Sunday, September 12, 2010

Opportunity Costs

I've reluctant to write this because I think the way of thinking I'm going to argue for here is depressing. It will make you think that you're having less impact on people's lives--which gets distorted into feeling that you are less important. That is most people's visceral reaction. But the upside is that when you use this method to count costs and benefits you (should) be able to better limit costs and create benefits.

Let me start with a story. Angela held a fundraiser at her high school. She and her friends sold 500 cookies for $1 each after school and then sent the money to an NGO that used it to buy 50 children anti-malaria bed nets. Bill wanted to do more. Fundraisers at his school were never going to generate more than a few hundred dollars. But he noticed that there was a competition for high school students to propose a way to "Do Good" and the winner would get $5,000. Bill wrote a proposal to use the $5,000 to buy 300 nets and use the rest to pay to fly to Ghana and distribute them. He won the grant in a close vote over a proposal to spend the money deworming children in Ghana.

Who did more good?

Bill got 300 people nets. Angela only got 50 people nets. Isn't it obvious? No.

If it seems like the statement about the number of nets is the end of the story then you've fallen for one of the most pervasive problems in debate. That statement just listed the benefits--and completely ignored the costs.

And in this case that makes all the difference. The real cost of something is the value of what would have happened otherwise. If Angela didn't organize the bake sale she might have spent the extra time playing volleyball. She also might have prevented the Girl Scouts from selling cookies that today. Compared with the value of saving a (many?) lives, those costs are negligible so maybe it's safe to ignore them.

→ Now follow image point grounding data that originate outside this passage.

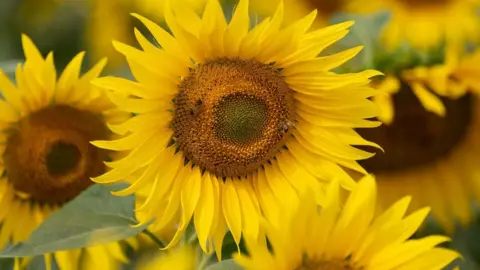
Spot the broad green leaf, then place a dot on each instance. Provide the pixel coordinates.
(95, 217)
(38, 263)
(224, 265)
(366, 32)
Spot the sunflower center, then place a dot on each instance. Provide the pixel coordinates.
(240, 119)
(232, 116)
(327, 7)
(48, 156)
(62, 158)
(416, 137)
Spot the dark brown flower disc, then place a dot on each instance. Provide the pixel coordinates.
(48, 155)
(416, 137)
(327, 7)
(232, 116)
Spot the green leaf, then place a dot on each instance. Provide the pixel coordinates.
(95, 217)
(6, 263)
(224, 265)
(365, 32)
(38, 263)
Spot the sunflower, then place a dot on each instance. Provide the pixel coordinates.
(300, 8)
(426, 23)
(348, 237)
(230, 120)
(432, 156)
(46, 157)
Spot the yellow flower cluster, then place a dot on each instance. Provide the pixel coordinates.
(247, 127)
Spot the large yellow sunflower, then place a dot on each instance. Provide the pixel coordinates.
(426, 23)
(230, 120)
(432, 156)
(296, 9)
(46, 158)
(348, 237)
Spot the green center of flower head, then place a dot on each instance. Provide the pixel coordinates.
(417, 137)
(48, 157)
(240, 119)
(232, 116)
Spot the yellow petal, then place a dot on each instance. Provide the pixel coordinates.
(231, 210)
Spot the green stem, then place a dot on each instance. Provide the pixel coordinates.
(155, 239)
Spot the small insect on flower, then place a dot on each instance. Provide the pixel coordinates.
(257, 117)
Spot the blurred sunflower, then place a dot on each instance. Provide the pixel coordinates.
(182, 257)
(46, 157)
(432, 117)
(348, 237)
(230, 120)
(300, 8)
(426, 23)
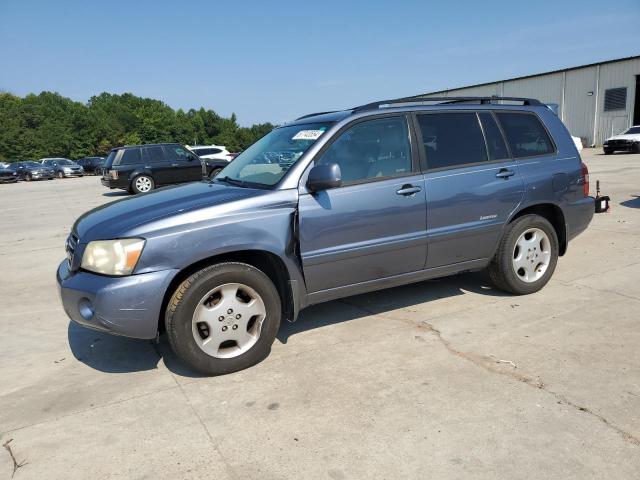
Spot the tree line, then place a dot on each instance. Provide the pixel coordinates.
(50, 125)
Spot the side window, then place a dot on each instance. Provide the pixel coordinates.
(371, 149)
(452, 139)
(495, 143)
(131, 156)
(153, 154)
(175, 153)
(525, 134)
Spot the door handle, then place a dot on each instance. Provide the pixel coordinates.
(408, 189)
(505, 173)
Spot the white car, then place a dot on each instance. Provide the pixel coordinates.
(212, 152)
(628, 141)
(578, 142)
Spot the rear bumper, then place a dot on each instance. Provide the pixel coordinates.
(119, 183)
(578, 216)
(128, 306)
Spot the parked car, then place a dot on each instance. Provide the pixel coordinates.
(627, 141)
(63, 167)
(92, 165)
(30, 170)
(363, 199)
(141, 168)
(8, 175)
(216, 156)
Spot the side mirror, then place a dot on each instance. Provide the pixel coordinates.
(324, 177)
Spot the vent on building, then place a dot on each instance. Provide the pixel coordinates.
(615, 99)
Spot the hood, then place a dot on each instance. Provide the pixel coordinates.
(633, 136)
(120, 218)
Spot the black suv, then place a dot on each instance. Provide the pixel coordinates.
(92, 165)
(141, 168)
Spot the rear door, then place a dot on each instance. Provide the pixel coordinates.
(373, 226)
(186, 165)
(472, 184)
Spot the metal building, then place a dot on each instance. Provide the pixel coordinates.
(595, 101)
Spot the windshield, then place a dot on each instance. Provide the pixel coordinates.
(265, 162)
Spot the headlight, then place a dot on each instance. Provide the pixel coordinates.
(112, 257)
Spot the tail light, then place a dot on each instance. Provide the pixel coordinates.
(584, 177)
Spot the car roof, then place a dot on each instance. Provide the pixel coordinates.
(145, 145)
(420, 103)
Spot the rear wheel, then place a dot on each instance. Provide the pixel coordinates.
(526, 257)
(142, 184)
(223, 318)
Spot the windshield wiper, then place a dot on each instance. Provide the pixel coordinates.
(241, 183)
(231, 181)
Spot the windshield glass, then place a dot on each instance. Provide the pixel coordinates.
(265, 162)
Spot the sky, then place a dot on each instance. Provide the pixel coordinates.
(276, 60)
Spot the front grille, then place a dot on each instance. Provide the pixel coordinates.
(71, 246)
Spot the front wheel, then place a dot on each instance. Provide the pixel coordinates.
(223, 318)
(527, 256)
(142, 184)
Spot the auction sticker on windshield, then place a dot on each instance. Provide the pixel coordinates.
(308, 135)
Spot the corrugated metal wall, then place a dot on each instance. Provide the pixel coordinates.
(576, 91)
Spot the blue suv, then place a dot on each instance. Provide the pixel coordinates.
(330, 205)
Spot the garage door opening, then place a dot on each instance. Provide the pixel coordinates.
(636, 104)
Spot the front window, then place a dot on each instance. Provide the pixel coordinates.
(265, 162)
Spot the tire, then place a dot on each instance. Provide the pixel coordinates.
(522, 266)
(142, 184)
(255, 332)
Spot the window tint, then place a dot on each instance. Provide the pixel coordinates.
(495, 143)
(452, 139)
(372, 149)
(175, 153)
(525, 134)
(131, 156)
(153, 154)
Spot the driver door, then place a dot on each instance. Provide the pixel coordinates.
(374, 225)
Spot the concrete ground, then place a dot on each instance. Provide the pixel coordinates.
(441, 379)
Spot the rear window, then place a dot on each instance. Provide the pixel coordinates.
(526, 135)
(452, 139)
(153, 154)
(131, 156)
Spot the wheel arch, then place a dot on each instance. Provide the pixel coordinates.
(267, 262)
(553, 213)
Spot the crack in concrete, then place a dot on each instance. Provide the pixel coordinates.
(490, 365)
(16, 464)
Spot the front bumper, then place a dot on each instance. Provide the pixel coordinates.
(128, 306)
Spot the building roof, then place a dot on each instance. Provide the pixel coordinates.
(635, 57)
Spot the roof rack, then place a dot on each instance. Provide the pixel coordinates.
(445, 100)
(315, 114)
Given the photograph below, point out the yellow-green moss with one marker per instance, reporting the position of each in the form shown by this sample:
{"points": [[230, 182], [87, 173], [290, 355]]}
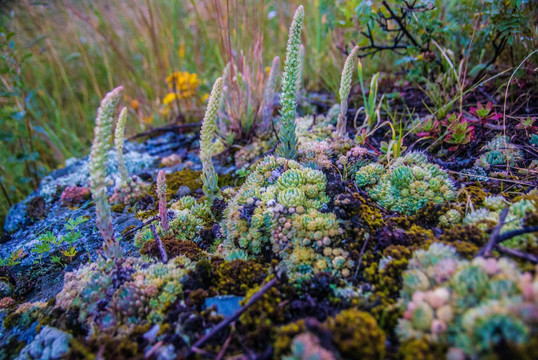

Bill, though, caused the proposal for deworming not to get funded. The deworming plan was probably of comparable value (perhaps more, perhaps less) meaning that while Bill "saved" perhaps 2 lives he also caused 2 lives not to be saved. The benefit was 2 lives, the cost was 2 lives, and the net benefit (benefit - cost) was nothing. Bill's plan may have done nothing make the world a better place, while Angela's almost certainly did.

Angela, by construction, did more good.

That story is just meant to be an example. Of course it's fictional. And of course the assumptions matter. But it's illustrative. Whenever you apply for a grant you're causing someone else not to get it. The net benefit is only the good from your proposal minus the good of the one that would have been funded. If you open a Fair Trade store right next to another store, and you decrease the business of your neighbor by $5,000 a month while only doing $7,000 yourself, then you've only netted $2,000 in Fair Trade sales for the world. (Of course the distribution of the money could be important too--maybe your suppliers are more desperate and benefit more.)

Too much of the time we don't think at the margin.